In 1966, he accepted a faculty position at the University of Tübingen, where he held a chair in dogmatic theology. In the late 60’s, amid a wave of student uprisings, Marxism began to take center stage as the dominant philosophy at Tübingen, and religious beliefs were forced into a subordinate role. Fr. Ratzinger resigned his position at Tübingen and moved back to Bavaria where he became dean at the University of Regensburg and a theological advisor to the German bishops. These experiences made it clear to him that, ‘the abuse of faith had to be resisted precisely if one wanted to uphold the will of the [Church]”.

In 1972, he and several other theologians founded the journal Communio, which advanced the “return to tradition” stance that he favored during the Second Vatican Council, and is very much in line with the mind-set of Ratzinger today.

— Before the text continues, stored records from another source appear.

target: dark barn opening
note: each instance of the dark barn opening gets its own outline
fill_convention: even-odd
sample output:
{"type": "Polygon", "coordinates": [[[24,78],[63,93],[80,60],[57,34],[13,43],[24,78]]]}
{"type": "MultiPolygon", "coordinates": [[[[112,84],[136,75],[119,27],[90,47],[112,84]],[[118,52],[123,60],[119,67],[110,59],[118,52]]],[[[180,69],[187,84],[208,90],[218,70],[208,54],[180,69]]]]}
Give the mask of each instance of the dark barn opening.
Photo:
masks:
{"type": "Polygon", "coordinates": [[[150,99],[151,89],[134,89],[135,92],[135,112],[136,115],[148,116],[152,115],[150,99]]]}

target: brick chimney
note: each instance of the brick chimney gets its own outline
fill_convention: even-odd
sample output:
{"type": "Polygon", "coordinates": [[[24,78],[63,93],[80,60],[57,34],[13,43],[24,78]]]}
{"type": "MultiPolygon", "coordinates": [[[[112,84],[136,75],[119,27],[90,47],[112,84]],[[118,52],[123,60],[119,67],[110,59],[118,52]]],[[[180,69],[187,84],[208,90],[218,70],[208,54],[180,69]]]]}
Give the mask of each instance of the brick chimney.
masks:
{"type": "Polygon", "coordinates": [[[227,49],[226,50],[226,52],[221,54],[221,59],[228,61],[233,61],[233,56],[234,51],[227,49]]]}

In 1977, Pope Paul VI appointed him archbishop of Munich and Freising. Upon his confirmation as archbishop, he adopted the Episcopal motto of “co-worker for truth”. As he stated, in his capacity as archbishop it was his duty “follow truth [and] to be at its service… because in today's world the theme of truth has all but disappeared...and yet everything falls apart if there is no truth.”

In 1981, Pope John Paul II appointed Cardinal Ratzinger as Prefect for the Congregation for the Doctrine of the Faith – the office formerly known as the Holy Office and the Inquisition. Historically, the Holy Office has been very secretive and was plagued by the shameful clouds cast over it by the Inquisition. As Prefect, Cardinal Ratzinger changed all that. He opened the operations of the CDF to the public. As Fr. Augustine Di Noia, theological adviser for the U.S. bishops points out, “[The CDF’s] procedures, its staff, are all now a matter of public record…He has transformed it into a very modern office.”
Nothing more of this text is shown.